Thanks for last night. Sorry if i was obnoxious. I respect your morals and i wouldn't want you to lose your virginity to a drunk girl in your mom's prius.
Call me when you get up. This hang-over is like dismantling a bomb: I need someone to talk me through it.
Somehow I got food poisoning AND alcohol poisoning in the same night. Its like everything I love is trying to kill me. I'm waiting for my tv to make its move.
What's up with the fire hydrant in the laundry room?
Remind me to tell you a really funny story about me and arson.
Lesson: Never rollerskate with a 40 in your hand unless you have a destination.
Can we go one day without you telling me that your dick misses me
I GOT THE PAPER IN AT 11:58
EAT MY ENTIRE ASS COM 101
Hydrocodon makes you feel like a fairy made out of pudding
I just realized I wasn't at the party anymore. I was just sitting there with a vacuum.
If all that ever happens between us is orgasms and dank memes, I think I'd be okay with that.

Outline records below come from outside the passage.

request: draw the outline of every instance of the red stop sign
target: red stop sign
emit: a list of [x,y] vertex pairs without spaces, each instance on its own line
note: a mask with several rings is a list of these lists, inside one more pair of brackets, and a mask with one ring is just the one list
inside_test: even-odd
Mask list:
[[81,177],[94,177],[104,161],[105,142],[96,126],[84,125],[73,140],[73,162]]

I was just giving a mobile app demo to a client, on my iPhone, when a reminder alert appeared across the page blinking "12pm: go home and give John head". You're an asshole
Hahaha oops.
Dude, I wish I could live my entire life blacked out.
Stumbled out of my bed this morning into the bathroom at 8 am still drunk, obviously. The Mormon on my floor was in the bathroom. I could practically hear her doing hail marys for me.
The text I got from my boyfriend this morning: "babe, I'm not mad because I know you were drunk, but you kissed 3 guys last night and I wasn't one of them".